Smercurio,
They are things that I found on the NI discussion boards such as this:
http://forums.ni.com/ni/board/message?board.id=170&message.id=66012&view=by_date_ascending&page=1
There was a spiffy 16 bit CRC that was posted there by Waldemar, and I attach it. I don't know how to reduce it
to 8 bits, and wondered how to do that. It has lots of knobs and switches to adjust things, always desirable when reverse engineering something like this. I found it impressive. (There are other worthy candidates out there, too...) I don't think reducing the order of the polynomial is sufficient to take you to 8 bits, because of the XORing all the way through.

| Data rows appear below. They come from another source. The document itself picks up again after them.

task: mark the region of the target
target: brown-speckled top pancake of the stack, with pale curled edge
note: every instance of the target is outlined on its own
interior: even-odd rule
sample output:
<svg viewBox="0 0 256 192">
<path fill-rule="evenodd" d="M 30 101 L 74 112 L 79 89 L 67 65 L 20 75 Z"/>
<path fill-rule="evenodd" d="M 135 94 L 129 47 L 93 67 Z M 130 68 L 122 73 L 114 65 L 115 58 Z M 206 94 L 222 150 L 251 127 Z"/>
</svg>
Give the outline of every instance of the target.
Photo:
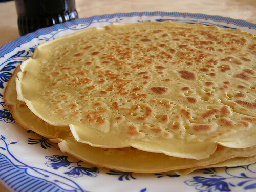
<svg viewBox="0 0 256 192">
<path fill-rule="evenodd" d="M 179 22 L 112 24 L 39 45 L 18 99 L 79 142 L 203 159 L 256 144 L 252 34 Z"/>
</svg>

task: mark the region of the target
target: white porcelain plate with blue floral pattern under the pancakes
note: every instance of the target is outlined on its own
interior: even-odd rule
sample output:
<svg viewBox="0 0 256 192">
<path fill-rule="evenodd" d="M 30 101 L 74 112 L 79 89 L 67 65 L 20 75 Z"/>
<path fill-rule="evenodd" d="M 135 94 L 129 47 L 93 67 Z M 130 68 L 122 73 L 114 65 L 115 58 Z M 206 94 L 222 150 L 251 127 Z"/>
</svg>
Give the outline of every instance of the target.
<svg viewBox="0 0 256 192">
<path fill-rule="evenodd" d="M 24 130 L 3 101 L 14 69 L 37 45 L 81 29 L 113 22 L 164 20 L 236 28 L 256 35 L 256 24 L 205 14 L 134 12 L 81 18 L 39 29 L 0 48 L 0 181 L 10 191 L 256 191 L 256 164 L 197 170 L 187 176 L 117 172 L 81 162 L 58 151 L 48 140 Z"/>
</svg>

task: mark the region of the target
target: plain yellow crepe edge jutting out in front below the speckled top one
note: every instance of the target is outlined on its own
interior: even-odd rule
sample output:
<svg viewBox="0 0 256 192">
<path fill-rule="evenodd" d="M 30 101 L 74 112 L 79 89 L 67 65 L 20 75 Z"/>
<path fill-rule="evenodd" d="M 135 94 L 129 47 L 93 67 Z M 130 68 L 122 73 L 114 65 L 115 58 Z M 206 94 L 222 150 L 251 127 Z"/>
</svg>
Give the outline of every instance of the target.
<svg viewBox="0 0 256 192">
<path fill-rule="evenodd" d="M 193 167 L 188 169 L 189 171 L 186 170 L 191 173 L 196 169 L 200 169 L 200 167 L 215 167 L 217 162 L 222 161 L 221 166 L 229 166 L 230 162 L 225 160 L 234 157 L 240 157 L 240 162 L 237 162 L 237 164 L 244 165 L 245 163 L 247 164 L 246 159 L 248 156 L 256 154 L 255 146 L 245 149 L 219 146 L 214 154 L 207 159 L 185 159 L 141 151 L 131 147 L 119 149 L 92 147 L 88 144 L 77 142 L 72 136 L 62 139 L 58 146 L 62 152 L 66 152 L 84 162 L 133 173 L 160 173 L 174 170 L 176 173 L 183 173 L 184 175 L 183 169 L 186 169 L 186 167 Z M 245 160 L 244 162 L 243 159 Z M 254 157 L 254 159 L 248 161 L 248 164 L 255 161 Z M 219 166 L 218 164 L 216 165 L 216 167 Z M 181 170 L 181 172 L 177 170 Z"/>
</svg>

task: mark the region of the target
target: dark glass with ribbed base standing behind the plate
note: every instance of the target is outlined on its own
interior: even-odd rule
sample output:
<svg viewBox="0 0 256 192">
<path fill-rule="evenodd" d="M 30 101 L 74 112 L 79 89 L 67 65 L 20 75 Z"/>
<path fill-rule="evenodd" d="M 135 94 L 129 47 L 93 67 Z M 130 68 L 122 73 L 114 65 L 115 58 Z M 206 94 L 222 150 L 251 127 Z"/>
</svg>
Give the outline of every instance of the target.
<svg viewBox="0 0 256 192">
<path fill-rule="evenodd" d="M 20 35 L 78 18 L 75 0 L 15 0 Z"/>
</svg>

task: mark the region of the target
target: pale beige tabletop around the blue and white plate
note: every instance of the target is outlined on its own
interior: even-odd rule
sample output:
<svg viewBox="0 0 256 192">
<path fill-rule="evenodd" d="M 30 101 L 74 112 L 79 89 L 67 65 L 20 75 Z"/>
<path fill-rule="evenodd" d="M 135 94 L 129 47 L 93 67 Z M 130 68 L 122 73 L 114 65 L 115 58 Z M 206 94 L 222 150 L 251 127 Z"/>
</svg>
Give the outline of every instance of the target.
<svg viewBox="0 0 256 192">
<path fill-rule="evenodd" d="M 135 11 L 204 13 L 256 23 L 255 0 L 76 0 L 79 18 Z M 19 37 L 14 1 L 0 3 L 0 47 Z M 8 191 L 0 184 L 0 191 Z"/>
</svg>

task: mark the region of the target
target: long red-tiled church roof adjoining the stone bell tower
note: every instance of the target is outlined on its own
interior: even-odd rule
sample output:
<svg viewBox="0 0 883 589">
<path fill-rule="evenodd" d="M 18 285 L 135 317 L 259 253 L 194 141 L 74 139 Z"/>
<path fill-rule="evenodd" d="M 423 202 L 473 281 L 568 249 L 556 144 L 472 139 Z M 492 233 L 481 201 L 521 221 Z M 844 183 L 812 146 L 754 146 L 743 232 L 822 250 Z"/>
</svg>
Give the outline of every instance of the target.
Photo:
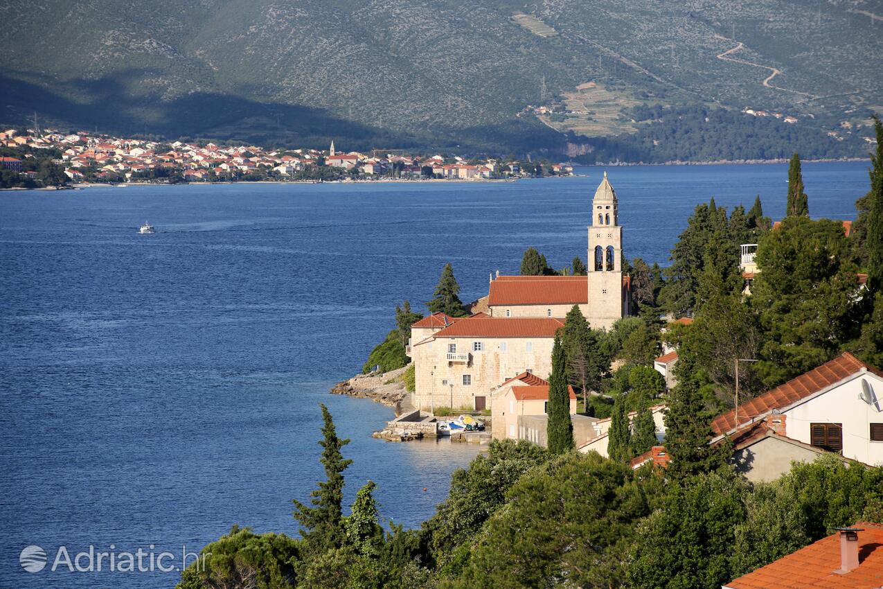
<svg viewBox="0 0 883 589">
<path fill-rule="evenodd" d="M 494 280 L 487 304 L 585 305 L 589 283 L 585 276 L 521 276 L 526 280 Z"/>
</svg>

I do have a lookup table and I figured out how to use it. I have a snippet of C code that might generate the table. I am rusty on C,
but think I know what it is doing to generate the table. I may be able to generate the table in Labview, -without testing it in C first, -though I 'd prefer the satisfaction of knowing that the code I am working from, is right. It is amazing how different all the CRC vi's look compared to eachother.
The table is only 256 values, so I can type those into an array by hand and that will suffice, to get my application up and running.
I'd still like to know how to make a CRC generator myself, how to change the number of bits as well as the polynomial.
The feedback constant 0xA1 is used to generate the table itself, but not otherwise, so that clears that up.
Thank you for the DLL suggestion. I did not know about that and it may prove useful. I don't have a C compiler, but I can probably access one if I need to.